Coal mining company Genwal Resources has pleaded guilty to corporate criminal charges stemming from the 2007 Crandall Canyon mine collapse in Utah that left nine miners and rescuers dead.

Federal prosecutors say a plea agreement includes a provision that no criminal charges will be filed against any individuals in the case.

Federal and congressional investigators blamed the an initial mine collapse on "retreat mining," in which pillars of coal holding up the roof of the mine are dug out, causing collapse of the mine behind them.

Retreat mining was specifically forbidden by the federally-approved roof control plan for the mine.
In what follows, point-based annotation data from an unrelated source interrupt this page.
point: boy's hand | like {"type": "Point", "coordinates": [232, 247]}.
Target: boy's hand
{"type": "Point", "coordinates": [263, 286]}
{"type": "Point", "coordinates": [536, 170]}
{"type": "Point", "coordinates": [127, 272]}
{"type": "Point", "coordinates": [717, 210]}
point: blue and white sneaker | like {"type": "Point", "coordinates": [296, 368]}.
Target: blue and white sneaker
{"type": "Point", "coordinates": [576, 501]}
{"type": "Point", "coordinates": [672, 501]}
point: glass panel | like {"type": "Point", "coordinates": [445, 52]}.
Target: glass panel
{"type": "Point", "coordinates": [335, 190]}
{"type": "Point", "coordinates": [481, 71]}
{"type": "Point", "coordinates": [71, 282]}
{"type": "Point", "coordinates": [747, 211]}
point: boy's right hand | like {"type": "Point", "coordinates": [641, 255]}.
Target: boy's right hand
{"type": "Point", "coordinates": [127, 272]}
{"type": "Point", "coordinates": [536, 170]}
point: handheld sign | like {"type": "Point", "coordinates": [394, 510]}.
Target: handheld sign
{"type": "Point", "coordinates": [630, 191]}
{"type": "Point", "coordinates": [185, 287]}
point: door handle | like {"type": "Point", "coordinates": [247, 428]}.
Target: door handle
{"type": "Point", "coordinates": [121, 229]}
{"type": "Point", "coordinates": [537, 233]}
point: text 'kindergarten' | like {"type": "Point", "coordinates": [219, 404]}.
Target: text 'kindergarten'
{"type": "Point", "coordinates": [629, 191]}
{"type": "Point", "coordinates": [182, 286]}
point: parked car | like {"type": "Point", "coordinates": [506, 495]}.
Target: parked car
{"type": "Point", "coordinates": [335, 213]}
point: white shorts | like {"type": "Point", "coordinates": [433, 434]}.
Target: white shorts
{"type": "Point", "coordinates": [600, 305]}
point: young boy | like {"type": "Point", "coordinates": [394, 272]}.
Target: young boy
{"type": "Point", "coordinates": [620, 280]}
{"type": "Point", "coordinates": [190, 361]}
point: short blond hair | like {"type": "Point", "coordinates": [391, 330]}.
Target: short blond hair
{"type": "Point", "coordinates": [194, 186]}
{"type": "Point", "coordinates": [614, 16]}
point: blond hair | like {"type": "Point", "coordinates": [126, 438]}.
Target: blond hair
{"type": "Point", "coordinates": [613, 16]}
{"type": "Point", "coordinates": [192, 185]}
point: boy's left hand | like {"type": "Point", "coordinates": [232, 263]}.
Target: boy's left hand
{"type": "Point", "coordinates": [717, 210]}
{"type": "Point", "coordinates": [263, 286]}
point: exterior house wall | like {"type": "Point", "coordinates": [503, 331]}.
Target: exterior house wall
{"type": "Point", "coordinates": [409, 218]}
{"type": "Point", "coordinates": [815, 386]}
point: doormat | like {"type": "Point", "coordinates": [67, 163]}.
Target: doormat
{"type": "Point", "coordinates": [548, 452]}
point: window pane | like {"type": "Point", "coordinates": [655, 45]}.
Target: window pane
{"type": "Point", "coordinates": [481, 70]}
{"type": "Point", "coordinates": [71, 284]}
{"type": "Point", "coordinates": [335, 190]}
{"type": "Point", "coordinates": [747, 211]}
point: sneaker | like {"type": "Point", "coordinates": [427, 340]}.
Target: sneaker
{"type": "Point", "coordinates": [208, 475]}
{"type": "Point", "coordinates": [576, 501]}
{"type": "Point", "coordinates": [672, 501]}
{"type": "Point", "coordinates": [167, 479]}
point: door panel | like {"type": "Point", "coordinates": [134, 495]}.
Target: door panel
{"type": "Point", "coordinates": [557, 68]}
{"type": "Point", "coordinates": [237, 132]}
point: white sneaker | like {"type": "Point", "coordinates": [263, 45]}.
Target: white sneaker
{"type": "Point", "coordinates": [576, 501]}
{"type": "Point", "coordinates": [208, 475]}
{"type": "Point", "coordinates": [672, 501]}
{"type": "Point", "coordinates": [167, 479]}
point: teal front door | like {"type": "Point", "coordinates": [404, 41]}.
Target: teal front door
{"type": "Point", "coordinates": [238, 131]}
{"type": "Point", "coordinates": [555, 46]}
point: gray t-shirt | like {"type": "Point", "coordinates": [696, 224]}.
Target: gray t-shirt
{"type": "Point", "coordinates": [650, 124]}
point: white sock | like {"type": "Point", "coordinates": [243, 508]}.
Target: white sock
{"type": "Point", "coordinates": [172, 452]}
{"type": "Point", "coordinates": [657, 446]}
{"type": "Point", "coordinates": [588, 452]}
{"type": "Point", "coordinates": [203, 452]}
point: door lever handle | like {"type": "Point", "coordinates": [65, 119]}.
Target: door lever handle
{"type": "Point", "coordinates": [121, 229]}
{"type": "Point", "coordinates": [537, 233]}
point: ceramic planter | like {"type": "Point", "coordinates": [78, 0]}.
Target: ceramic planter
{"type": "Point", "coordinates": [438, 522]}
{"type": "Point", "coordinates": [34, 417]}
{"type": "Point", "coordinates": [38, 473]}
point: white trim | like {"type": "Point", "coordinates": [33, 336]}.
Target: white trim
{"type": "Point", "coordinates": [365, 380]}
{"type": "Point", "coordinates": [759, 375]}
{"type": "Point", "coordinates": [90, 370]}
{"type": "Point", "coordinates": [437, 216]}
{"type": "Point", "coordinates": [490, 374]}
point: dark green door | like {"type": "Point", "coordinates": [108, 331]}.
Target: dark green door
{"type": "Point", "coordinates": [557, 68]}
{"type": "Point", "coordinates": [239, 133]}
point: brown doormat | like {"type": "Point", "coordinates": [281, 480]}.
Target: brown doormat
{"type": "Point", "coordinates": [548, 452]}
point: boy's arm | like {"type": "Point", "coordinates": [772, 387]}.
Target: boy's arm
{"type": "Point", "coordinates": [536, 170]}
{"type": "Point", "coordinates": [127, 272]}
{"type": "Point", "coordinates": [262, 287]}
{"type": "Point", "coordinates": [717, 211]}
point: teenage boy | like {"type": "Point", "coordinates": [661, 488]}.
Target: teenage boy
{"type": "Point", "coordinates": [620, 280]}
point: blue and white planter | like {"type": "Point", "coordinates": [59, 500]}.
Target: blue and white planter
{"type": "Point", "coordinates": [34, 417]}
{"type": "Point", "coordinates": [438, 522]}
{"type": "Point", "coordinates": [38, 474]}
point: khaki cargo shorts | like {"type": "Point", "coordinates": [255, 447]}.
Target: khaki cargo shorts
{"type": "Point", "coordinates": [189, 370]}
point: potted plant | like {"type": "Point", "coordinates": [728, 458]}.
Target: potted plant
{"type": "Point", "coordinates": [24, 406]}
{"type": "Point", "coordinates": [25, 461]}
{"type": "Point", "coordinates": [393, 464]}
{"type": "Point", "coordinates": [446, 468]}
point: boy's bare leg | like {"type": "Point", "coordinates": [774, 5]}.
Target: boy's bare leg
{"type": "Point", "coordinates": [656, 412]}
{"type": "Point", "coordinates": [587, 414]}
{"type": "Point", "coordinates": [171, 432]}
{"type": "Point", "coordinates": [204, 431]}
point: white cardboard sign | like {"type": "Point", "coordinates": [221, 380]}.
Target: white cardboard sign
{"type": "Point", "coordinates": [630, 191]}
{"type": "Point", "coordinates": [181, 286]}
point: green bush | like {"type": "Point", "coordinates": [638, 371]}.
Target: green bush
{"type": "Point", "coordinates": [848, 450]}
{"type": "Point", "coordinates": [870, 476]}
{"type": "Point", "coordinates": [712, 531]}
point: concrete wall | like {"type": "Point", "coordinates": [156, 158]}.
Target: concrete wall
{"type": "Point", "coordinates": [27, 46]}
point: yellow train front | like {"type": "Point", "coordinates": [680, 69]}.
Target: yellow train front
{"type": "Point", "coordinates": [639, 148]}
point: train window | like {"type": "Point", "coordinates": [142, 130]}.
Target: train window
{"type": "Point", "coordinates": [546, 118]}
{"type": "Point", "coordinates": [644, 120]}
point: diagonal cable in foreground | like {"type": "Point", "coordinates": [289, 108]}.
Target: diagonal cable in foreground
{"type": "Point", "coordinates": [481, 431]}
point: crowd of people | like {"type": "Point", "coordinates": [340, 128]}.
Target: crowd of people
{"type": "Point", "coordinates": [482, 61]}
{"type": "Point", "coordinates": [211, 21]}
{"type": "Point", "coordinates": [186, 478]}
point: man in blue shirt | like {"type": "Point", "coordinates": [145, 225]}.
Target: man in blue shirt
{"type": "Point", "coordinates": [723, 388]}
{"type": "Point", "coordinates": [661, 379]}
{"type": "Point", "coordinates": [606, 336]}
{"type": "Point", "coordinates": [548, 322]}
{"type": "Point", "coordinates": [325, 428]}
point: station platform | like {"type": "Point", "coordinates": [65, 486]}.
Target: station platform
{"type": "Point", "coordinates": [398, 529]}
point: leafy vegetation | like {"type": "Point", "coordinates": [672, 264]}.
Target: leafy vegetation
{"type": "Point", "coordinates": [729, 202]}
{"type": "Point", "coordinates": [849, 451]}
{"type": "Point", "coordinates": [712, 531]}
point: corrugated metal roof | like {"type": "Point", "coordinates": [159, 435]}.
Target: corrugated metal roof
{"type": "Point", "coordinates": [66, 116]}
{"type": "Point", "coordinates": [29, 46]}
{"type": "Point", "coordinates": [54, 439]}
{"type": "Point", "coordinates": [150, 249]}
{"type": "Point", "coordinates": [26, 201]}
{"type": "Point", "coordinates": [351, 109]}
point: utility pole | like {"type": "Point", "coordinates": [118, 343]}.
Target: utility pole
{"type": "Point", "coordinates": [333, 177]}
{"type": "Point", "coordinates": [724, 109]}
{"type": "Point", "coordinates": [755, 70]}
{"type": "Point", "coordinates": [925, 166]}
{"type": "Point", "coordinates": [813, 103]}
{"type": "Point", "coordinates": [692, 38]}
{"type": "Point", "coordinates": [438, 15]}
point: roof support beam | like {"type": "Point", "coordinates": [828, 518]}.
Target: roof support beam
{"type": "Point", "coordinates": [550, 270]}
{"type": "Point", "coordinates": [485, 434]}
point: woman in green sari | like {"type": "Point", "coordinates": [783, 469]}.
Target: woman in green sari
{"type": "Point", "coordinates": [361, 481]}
The two misdemeanor counts charged in the plea agreement include a willful violation of mandatory health and safety standards involving retreat mining four days before the initial August 7 mine collapse, which trapped and killed six miners.

But prosecutors say they were unable to demonstrate, given the evidence, a direct connection between the violation and the fatal mine collapse.

"We were unable to prove beyond a reasonable doubt that the company's actions caused the mine collapse," said David Barlow, the U.S. Attorney for Utah.

The other charge involves the failure to report an earlier mine collapse in which no one was injured.

The plea agreement calls for $500,000 in fines and must still be approved by a federal judge.

Three rescuers were killed and six others injured in another mine collapse during a rescue effort that was eventually abandoned. The bodies of the six miners initially killed remain in the mine, which has been sealed.